Cette subjectivité peut laisser penser que la protection de l’image est réservée à une minorité dont l’essentiel des revenus provient de la commercialisation de son image.
L’évaluation par le juge du préjudice subi par celui ou celle dont l’image, dans l’intimité de la vie privée, est atteinte, va porter principalement sur le préjudice moral subi, bien qu’un préjudice matériel puisse exister.
Ainsi, une riche héritière prise en photographie à son insu et sans son autorisation, alors qu’elle participait à une manifestation en 1968, dont l’image a fait la une d’un journal à la même époque, a de ce fait perdu son héritage. Elle a attaqué le journal et a évalué son préjudice à l’aune de l’héritage escompté.
Les gens célèbres peuvent apparaître comme les utilisateurs privilégiés de l’article 9 du Code civil, usage matérialisant la rançon de la gloire. Cependant, les personnages publics ne sont pas obligatoirement avantagés par leur notoriété, comme on pourrait facilement le penser. En effet, celle-ci peut entraîner une réduction de la sphère de la vie privée, et l’attitude de la victime célèbre jouera alors aux yeux du juge un rôle primordial.
S’il ne suffit pas d’être dans la rue pour être dans sa vie publique, il ne suffit pas non plus d’être dans sa maison ou son bureau pour être dans sa vie privée, dans son intimité.
Les hommes politiques voient, au nom du droit à l’information (Loi du 1 er juillet 1881 modifiée dite Loi sur la liberté de la presse), la captation de leur image autorisée dès lors qu’ils sont dans l’exercice de leurs fonctions, qu’ils prononcent un discours, que cette captation soit effectuée dans les lieux publics ou dans des lieux dits privés.

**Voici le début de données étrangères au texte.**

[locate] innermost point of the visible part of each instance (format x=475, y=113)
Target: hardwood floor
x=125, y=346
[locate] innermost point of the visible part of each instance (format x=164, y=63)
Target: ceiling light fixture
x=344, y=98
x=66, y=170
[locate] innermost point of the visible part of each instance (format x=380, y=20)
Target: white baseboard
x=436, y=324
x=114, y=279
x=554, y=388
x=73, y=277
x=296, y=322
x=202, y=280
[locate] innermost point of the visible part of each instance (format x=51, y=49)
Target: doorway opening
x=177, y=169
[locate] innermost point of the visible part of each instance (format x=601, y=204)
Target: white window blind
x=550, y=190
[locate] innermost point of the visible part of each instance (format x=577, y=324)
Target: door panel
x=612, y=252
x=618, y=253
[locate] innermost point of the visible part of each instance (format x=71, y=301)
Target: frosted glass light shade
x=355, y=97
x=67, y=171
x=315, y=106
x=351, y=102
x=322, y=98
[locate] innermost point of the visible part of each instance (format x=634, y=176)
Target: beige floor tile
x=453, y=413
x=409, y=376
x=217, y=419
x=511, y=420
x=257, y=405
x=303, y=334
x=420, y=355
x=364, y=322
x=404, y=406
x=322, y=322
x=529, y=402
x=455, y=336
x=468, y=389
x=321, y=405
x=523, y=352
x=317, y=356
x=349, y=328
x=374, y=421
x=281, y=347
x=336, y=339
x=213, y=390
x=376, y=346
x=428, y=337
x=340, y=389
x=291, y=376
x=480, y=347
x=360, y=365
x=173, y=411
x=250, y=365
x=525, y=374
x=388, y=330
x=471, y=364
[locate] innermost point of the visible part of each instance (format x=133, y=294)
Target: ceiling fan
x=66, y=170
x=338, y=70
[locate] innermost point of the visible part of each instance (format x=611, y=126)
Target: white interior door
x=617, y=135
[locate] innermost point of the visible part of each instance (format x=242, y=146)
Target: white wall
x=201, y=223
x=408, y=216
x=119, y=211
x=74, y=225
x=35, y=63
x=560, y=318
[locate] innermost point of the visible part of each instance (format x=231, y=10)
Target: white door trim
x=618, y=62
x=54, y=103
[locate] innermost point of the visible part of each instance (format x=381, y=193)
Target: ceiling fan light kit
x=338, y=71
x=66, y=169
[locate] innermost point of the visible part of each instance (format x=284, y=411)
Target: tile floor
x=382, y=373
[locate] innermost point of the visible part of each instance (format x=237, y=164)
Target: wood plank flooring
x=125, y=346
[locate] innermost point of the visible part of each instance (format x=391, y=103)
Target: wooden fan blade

La captation et la diffusion de l’image d’un couple d’amoureux célèbres dans la rue, a fortiori si leur relation est secrète ou inconnue de leurs conjoints respectifs, sans leur autorisation, relève du viol de leur vie privée. Mais s’ils se tiennent par la main lors d’une fête sur la Côte d’Azur, sachant qu’ils sont exposés aux objectifs de journalistes, même sans autorisation, la diffusion de leur image ne portera pas préjudice. Il en est de même pour un couple d’animateurs vedettes de chaînes de télévision commerciales dont les photographies de la vie privée, publiées avec leur autorisation par un journal, sont à nouveau publiées par un autre journal quelques temps après sans leur autorisation. Le second journal n’est pas fautif, les prétendues victimes ayant déjà autorisé que deviennent publics quelques moments de leur intimité.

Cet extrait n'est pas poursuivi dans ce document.